Я выползаю из-под одеял и пальто. Холодно. Бр-р! Стены, потолок и пол насквозь промерзли, в углах — иней, длинные нити черной копоти, похожие на паутину, свисают с потолка. Я подхожу к печке и разжигаю огонь: маленькое пламя слабо колеблется среди комочков бумаги, ему трудно набрать силу и жар. Но я осторожно подкладываю все новые и новые комочки, и вот уже потянуло горьким дымом и теплом, сначала от потрескивающих железных труб, потом от плиты. Замерзшая вода в тазу, как всегда, пугает меня ледяной коркой, не верится, что она сможет растаять при этой температуре, и именно этот таз кажется самым холодным предметом в нашей комнате.
Мама смотрит на свои пальцы. Они опухли, как будто налиты водой. Брат, ворочая головой, садится в кровати и раскрывает рот:
— Сегодня холодно! И завтра будет холодно, а потом тепло… И потом — еще теплее, потому что — весна! И мы поправимся и будем веселые! И наши побьют немцев!
Стук в дверь прерывает его монолог.
В щели появляется Дусина рука, и что-то белое падает на пол.
Я поднимаю бумажку.
— Опять какая-нибудь гадость, — говорит брат.
— «Повестка, — читает мама. — Вам надлежит явиться в шестнадцать часов на сборный пункт по очистке территории нашего двора от снега и нечистот. В противном случае дело будет передано в товарищеский суд …ского домоуправления. Домоуправ И. Кувалдин, секретарь Э. Кац». Но мы же больны, — растерянно говорит мама, — как же быть? И для чего… сейчас наше домоуправление делает это?

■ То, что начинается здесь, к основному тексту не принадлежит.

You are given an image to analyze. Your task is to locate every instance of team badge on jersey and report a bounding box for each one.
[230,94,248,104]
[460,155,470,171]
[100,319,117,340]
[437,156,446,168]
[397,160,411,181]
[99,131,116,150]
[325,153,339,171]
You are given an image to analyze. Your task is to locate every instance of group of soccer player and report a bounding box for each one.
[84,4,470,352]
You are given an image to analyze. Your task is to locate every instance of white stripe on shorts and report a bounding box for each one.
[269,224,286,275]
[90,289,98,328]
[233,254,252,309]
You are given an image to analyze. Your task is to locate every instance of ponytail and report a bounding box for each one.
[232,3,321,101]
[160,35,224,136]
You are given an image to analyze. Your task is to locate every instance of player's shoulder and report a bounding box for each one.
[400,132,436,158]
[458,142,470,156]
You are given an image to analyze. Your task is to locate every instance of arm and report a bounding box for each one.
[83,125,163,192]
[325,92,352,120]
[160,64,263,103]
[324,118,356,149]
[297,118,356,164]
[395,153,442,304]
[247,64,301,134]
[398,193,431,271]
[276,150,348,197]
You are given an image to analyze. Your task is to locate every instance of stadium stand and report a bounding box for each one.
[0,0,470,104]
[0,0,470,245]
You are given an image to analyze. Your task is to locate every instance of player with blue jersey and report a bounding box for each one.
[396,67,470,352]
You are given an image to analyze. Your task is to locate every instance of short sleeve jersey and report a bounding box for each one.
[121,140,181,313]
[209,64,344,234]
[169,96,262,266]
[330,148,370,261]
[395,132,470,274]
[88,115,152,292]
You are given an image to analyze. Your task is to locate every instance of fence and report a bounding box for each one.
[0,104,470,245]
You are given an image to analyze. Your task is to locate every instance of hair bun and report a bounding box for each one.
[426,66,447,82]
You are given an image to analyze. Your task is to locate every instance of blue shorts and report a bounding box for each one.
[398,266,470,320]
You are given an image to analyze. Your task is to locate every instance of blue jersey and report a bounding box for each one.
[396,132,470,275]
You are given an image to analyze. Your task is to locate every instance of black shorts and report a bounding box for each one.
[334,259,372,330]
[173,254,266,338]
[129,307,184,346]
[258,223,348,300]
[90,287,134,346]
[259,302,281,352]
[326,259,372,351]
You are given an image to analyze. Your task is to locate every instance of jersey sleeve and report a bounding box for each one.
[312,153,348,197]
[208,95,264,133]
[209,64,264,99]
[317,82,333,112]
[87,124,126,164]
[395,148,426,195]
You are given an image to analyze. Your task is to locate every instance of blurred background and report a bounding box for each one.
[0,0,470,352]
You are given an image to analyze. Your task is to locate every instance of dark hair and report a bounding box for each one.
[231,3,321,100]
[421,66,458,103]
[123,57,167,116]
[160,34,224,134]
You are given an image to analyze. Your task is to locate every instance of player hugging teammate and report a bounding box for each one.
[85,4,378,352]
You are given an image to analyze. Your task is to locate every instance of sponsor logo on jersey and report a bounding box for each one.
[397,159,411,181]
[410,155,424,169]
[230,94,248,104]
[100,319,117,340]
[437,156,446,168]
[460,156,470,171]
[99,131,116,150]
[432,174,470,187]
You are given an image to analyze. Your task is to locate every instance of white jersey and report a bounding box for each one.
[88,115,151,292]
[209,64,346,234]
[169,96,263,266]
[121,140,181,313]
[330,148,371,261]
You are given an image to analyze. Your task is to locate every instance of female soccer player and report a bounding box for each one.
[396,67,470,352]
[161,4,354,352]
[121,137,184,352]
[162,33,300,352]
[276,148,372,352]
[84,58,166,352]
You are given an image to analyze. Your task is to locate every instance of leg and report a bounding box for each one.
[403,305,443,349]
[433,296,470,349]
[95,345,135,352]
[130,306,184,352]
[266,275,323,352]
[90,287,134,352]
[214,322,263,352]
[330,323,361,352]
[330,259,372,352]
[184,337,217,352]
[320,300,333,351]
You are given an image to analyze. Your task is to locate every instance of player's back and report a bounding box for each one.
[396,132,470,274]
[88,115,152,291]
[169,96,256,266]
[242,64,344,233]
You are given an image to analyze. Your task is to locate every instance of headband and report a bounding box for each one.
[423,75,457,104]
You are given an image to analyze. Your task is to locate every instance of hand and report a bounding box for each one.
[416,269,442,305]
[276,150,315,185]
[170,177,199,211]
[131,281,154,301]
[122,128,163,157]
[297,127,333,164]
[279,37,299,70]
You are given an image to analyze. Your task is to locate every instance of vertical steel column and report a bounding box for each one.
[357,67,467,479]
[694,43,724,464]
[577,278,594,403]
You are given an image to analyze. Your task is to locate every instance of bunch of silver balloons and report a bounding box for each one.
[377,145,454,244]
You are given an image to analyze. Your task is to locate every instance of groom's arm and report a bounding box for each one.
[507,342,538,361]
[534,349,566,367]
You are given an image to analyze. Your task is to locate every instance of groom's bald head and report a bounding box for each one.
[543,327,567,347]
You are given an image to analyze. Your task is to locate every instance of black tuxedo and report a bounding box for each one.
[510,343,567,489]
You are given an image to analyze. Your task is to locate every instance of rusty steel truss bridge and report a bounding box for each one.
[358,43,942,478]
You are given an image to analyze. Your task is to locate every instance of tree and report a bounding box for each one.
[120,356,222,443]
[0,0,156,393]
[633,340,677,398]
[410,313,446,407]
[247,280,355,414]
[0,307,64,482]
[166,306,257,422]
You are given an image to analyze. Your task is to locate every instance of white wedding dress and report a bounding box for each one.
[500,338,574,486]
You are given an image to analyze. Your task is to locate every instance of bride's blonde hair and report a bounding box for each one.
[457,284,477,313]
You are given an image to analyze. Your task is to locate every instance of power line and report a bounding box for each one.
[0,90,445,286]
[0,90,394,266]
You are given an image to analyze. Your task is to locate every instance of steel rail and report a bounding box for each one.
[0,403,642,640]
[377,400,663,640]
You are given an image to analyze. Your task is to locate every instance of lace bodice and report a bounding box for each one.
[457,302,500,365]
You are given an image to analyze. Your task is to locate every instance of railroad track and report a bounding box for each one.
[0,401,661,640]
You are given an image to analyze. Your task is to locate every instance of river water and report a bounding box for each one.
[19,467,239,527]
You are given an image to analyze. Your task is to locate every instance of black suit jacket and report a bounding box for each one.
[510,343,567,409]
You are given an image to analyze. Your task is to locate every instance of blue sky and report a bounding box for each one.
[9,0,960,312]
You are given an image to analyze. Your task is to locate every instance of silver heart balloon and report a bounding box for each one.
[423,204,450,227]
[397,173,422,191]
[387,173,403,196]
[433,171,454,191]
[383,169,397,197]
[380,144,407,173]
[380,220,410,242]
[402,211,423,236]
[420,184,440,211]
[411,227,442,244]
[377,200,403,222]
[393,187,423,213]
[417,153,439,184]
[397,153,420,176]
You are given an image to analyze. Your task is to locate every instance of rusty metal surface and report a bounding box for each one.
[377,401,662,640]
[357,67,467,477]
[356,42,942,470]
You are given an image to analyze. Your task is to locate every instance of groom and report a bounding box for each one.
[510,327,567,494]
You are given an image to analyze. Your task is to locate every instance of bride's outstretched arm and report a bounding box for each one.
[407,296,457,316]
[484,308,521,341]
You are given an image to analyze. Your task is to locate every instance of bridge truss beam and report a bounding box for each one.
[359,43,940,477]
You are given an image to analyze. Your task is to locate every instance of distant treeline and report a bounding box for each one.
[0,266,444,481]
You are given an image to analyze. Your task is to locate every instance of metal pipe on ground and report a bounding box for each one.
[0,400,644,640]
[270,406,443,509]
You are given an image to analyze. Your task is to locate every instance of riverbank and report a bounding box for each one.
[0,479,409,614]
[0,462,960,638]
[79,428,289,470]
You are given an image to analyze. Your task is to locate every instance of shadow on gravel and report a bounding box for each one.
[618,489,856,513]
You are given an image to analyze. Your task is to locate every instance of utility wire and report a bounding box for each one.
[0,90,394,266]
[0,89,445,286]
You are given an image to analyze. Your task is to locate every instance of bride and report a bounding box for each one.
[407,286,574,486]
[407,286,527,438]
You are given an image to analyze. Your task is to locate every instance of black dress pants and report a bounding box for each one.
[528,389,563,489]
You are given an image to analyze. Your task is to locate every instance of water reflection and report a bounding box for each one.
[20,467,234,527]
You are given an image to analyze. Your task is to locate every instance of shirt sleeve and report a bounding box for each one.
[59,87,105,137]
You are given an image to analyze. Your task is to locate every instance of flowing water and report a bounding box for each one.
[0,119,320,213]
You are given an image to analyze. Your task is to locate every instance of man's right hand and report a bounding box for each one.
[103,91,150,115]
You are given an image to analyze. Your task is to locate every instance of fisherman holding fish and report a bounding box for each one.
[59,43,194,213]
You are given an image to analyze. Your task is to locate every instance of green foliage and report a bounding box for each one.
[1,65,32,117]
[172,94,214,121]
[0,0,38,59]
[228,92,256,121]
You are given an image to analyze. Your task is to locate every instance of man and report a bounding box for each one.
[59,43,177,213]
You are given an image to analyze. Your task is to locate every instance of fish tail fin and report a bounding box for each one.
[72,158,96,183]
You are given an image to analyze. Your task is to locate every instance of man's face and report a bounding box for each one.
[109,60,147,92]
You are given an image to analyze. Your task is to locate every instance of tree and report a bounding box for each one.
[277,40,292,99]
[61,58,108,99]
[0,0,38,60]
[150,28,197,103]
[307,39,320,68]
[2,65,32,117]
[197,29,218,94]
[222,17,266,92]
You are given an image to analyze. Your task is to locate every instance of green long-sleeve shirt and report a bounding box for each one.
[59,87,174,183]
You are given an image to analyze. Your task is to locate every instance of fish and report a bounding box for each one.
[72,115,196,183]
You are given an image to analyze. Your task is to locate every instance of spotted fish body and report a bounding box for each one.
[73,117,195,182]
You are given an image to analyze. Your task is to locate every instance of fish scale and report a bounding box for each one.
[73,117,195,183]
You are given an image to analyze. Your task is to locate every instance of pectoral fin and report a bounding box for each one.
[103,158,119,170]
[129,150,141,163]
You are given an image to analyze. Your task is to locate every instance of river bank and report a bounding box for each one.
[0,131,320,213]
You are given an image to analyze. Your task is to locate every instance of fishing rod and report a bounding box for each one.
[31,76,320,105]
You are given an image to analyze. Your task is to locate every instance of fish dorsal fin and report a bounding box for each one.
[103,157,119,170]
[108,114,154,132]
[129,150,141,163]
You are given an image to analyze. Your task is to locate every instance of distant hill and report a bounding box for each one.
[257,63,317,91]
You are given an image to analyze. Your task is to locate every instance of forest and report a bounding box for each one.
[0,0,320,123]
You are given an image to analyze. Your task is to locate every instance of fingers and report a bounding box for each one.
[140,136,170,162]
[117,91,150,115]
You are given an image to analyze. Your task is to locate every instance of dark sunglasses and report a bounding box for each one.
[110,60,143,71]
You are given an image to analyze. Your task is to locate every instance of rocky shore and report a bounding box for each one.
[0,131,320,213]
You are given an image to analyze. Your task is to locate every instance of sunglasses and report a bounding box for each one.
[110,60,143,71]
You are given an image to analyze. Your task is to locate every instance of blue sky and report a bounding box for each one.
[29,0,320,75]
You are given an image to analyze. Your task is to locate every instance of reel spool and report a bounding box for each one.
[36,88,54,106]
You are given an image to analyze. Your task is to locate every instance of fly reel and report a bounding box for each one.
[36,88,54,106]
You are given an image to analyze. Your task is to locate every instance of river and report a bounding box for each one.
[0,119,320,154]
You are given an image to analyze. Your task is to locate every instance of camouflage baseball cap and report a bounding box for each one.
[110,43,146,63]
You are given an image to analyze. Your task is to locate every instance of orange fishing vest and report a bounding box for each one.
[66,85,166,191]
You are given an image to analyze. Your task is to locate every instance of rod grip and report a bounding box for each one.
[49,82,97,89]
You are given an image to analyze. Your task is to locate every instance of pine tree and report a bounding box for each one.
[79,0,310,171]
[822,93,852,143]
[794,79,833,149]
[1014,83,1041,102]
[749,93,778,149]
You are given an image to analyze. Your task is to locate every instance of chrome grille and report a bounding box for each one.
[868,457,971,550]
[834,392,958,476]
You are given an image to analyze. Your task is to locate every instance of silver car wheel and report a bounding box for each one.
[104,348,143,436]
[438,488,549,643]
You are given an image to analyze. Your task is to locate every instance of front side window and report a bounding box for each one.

— Для галочки, — объясняю я.
— Для чего?
— Для галочки! Мы поковыряемся в этом мусоре и говне, закидаем его снегом, а они там поставят у себя галочку, что, дескать, сделано.
И тут, взглянув на нее, я понимаю, что сморозил глупость. Лицо мамы становится бледным и гневным. И жалко ее, и смешно, и досадно. И она начинает орать.
Она кричит, что я ленивый, циник, не желаю понять нашего времени… Теперь ей многое понятно, и особенно то, кого она вырастила, и все такое прочее… И так она воспитывает, воспитывает меня, но быстро устает — сил у нее мало, и наконец я слышу:
— Ну, теперь ты понял — кто ты?
— Говно!
— Боже мой! — шепчет мама. — Что из тебя будет?
И тут я вижу еще белую бумажку на полу.
— Мама! Еще письмо!
— Дай! — Она берет листок и читает вслух — «Маруся! Я приду…» — Мама заливается слезами. — Танечка! Танечка жива! Вы слышите?!
XVII
Я опять пришел в домоуправление с заявлением по просьбе мамы, но уверен, что это — пустая трата времени.
— Не возьму! Сказала, не возьму! — Истерический этот крик заставляет всех нас, ждущих приема, поднять головы и уставиться на белую фанерную дверь, из-за которой он доносится.
— Не возьму! Пусть тут он и издохнет!
Высовывается перепуганная Кац.
— Воды! — стонет она.
— Обещали уже! — слышим мы визгливый вопль. — Не буду жить в подвале! Пусть буржуи там живуть! Выселить их из Москвы! Сволочи!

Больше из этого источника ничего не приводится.